夢となって消え去った一日は、私の確かな記憶になっている。
私はごくごく自然にベッドからおりると、机の前に座った。ひとしきりぼんやりとまどろみを見つめたあと、卓上ライトを灯し、引き出しから使い古しの消しゴムを取り出した。カバーを取り外し、何も考えることなく、なんのひねりも加えようとせず、極細のマジックの先を入れていった。
忘れない あなたの今日の 横顔を
今もあこがれ 抱きしめている
書き終わったあと、ゆっくりと天井を仰ぎながら深く息を吸いこんだ。私は恋をしている。時には患うほどに、時には穏やかに、私は彼を思っている。

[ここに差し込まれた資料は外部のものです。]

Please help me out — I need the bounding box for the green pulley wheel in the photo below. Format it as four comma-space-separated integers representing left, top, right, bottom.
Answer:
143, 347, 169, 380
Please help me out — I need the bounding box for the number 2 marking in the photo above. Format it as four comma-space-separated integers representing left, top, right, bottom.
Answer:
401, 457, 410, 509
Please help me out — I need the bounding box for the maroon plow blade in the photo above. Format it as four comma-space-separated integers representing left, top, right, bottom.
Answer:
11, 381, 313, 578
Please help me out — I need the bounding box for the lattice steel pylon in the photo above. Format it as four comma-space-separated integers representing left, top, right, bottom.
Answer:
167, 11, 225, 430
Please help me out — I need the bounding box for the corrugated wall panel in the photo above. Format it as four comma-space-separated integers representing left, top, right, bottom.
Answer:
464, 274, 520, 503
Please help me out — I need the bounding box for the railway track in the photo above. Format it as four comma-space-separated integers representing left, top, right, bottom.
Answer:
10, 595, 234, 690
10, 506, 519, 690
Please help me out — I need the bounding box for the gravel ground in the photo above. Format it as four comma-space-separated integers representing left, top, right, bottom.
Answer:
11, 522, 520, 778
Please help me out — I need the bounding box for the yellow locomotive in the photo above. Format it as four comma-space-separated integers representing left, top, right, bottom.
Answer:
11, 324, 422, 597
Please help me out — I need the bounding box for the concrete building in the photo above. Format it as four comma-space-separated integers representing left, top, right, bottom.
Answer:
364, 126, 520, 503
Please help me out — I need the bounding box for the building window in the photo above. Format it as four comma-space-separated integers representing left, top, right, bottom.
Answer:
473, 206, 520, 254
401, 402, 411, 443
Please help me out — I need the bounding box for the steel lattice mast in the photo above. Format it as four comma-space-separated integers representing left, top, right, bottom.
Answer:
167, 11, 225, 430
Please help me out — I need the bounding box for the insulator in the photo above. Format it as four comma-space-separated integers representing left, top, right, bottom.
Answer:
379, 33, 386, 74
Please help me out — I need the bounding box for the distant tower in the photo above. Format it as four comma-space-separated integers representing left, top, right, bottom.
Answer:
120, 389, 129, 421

机を立って、テーブルの上の携帯電話を取ると、消しゴム短歌を作ったことをショートメールで波田野くんに送った。明日、置いておくとも伝えた。
すぐに返信が来て、じゃあ自分は水曜日に置いておく、と、あった。
私は微笑みながら液晶画面をしばらくのあいだながめていた。
そうして、莉子ちゃんにメールを送って携帯電話は閉じた。波田野くんを好きになりました、と。
川岸にただよう風にふたりきり
夏の始まり夢の途中
私は消しゴムの中身を見て思わず笑った。どうしてこんなことを書けるんだろう。ましてや、こんな消しゴムを送っておきながら、彼は素知らぬ顔で他の二人とげらげらと笑っているのだ。
莉子ちゃんと守屋さんは頬をゆるめる私に対して、呆れたふうに笑った。もしかしたら、添田くんも藍島くんも知っているのかもしれない。知っているから素知らぬふりに付き合っているのかもしれない。
「ごめん」
私は莉子ちゃんと守屋さんに自嘲を見せながら、消しゴムをリュックサックにしまった。
この時間が、いつまでも続けばいいと思った。